Change Data Capture (CDC) is a new feature in SQL Server 2008 which records insert, update and delete activity in SQL Server tables.
CDC is intended to capture insert, update and delete activity on a SQL table and place the information into a separate relational table. It uses an asynchronous capture mechanism that reads the transaction logs and populates the CDC table with the row’s data which change. The CDC table mirrors the column structure of the tracked table, together with metadata regarding the change.
To use the CDC feature, first we have to enable it database level.
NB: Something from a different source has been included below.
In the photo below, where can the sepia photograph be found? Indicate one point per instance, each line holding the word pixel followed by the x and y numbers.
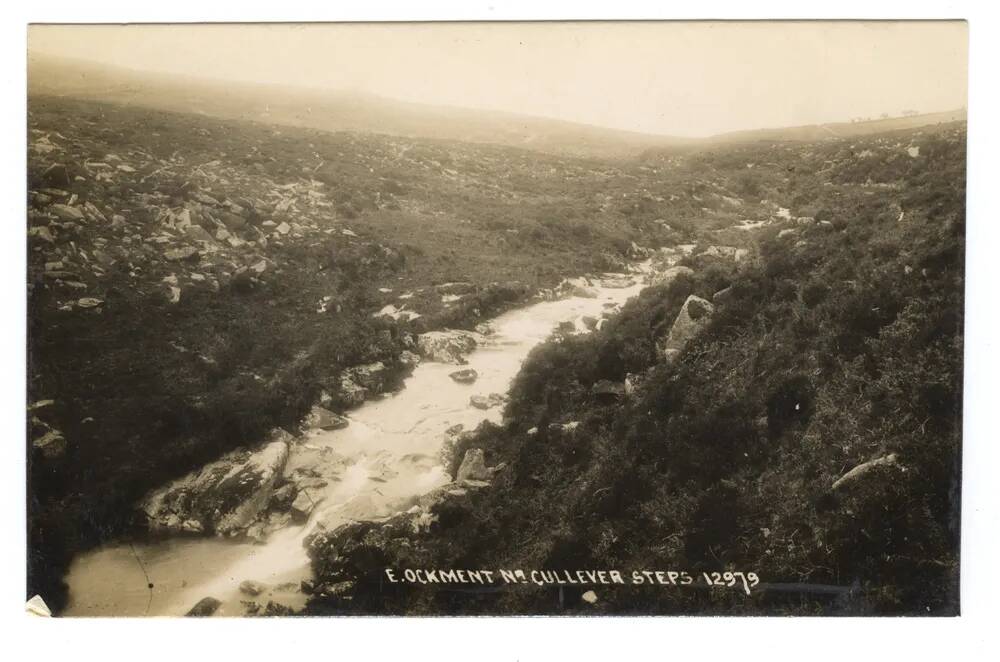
pixel 551 318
You can use below query to retrieve the CDC enabled databases.
Steps to Enable the CDC on database level
USE master GO SELECT [name], database_id, is_cdc_enabled FROM sys.databases where is_cdc_enabled <> 0 GO
You can use below script to create the sample database and table
create database SQLDBPool
Sample DB and Table Creation Script
use sqldbpool create table Employee ( empID int constraint PK_Employee primary key Identity(1,1) ,empName varchar(20) ,salary int ) insert into Employee values('Jugal','50000000'),('Abhinav',1000),('Sunil',2000)
To enable CDC on database SQLDBPool execute the below query.
USE SQLDBPool GO EXEC sys.sp_cdc_enable_db
Once you have enabled the CDC for the database, you can see the CDC schema, CDC User and CDC tables in the database. Please see the below images for more information.
CDC Schema, CDC User and CDC system tables
cdc.captured_columns – Returns list of captured column
cdc.change_tables – Returns list of all the CDC enabled tables
cdc.ddl_history – Records history of all the DDL changes since capture data enabled
cdc.index_columns – Contains indexes associated with change table
cdc.lsn_time_mapping – Maps LSN number and time
Enable CDC on Table
As CDC feature can be applied at the table-level to any CDC enabled database. You can run below query to enable the CDC on the table.
– You must have database owner permission (db_Owner fixed role)
– SQL Agent Service must be running
Using sys.sp_cdc_enable_table procedure we can enable the CDC at the table level. You can specify all the below different options as required.
@source_schema is the schema name of the table that you want to enable for CDC
@source_name is the table name that you want to enable for CDC
@role_name is a database role which will be used to determine whether a user can access the CDC data; the role will be created if it doesn’t exist.
@supports_net_changes determines whether you can summarize multiple changes into a single change record; set to 1 to allow, 0 otherwise.
@capture_instance is a name that you assign to this particular CDC instance; you can have up two instances for a given table.
@index_name is the name of a unique index to use to identify rows in the source table; you can specify NULL if the source table has a primary key.
@captured_column_list is a comma-separated list of column names that you want to enable for CDC; you can specify NULL to enable all columns.
@filegroup_name allows you to specify the FILEGROUP to be used to store the CDC change tables.
@partition_switch allows you to specify whether the ALTER TABLE SWITCH PARTITION command is allowed
USE SQLDBPool GO EXEC sys.sp_cdc_enable_table @source_schema = N'dbo', @source_name = N'Employee', @role_name = NULL GO
cdc.SQLDBPool_capture – Capture the changes by doing log scan
cdc. SQLDBPool _cleanup –Clean Up the database changes tables.
Once the above query executes successfully, it will create 1 more system table cdc.dbo.Employee_CT for the tracking purpose.
__$operation and __$update_mask are very important columns. __$operation table contains the value against the DML operations.
1 = Delete Statement
2 = Insert Statement
3 = Value before Update Statement
4 = Value after Update Statement
__$update_mask A bit mask with a bit corresponding to each captured column identified for the capture instance. This value has all defined bits set to 1 when __$operation = 1 or 2. When __$operation = 3 or 4, only those bits corresponding to columns that changed are set to 1.
Execute the below query on the SQLDBPool database.
insert into Employee values('DJ','10000') delete Employee where empName = 'DJ' update Employee set salary = 10 where Empname = 'Sunil'
select * from Employee select * from cdc.dbo_Employee_CT
You can get more information on the CDC configuration by executing sys.sp_cdc_help_change_data_capture stored procedure.
You can disable the CDC either on the table level or the database level. Use below code to disable the CDC on table or database level.
exec sys.sp_cdc_disable_table @source_schema = 'dbo', @source_name = 'Employee', @capture_instance = 'dbo_Employee'
use SQLDBPool; go sys.sp_cdc_disable_db
As we checked in the above example that CDC is capturing all the changes at the table level which create the disk space issue. To resolve disk space issue we have clean up job which run every 3 days interval by default. We can schedule it to run as per our requirement.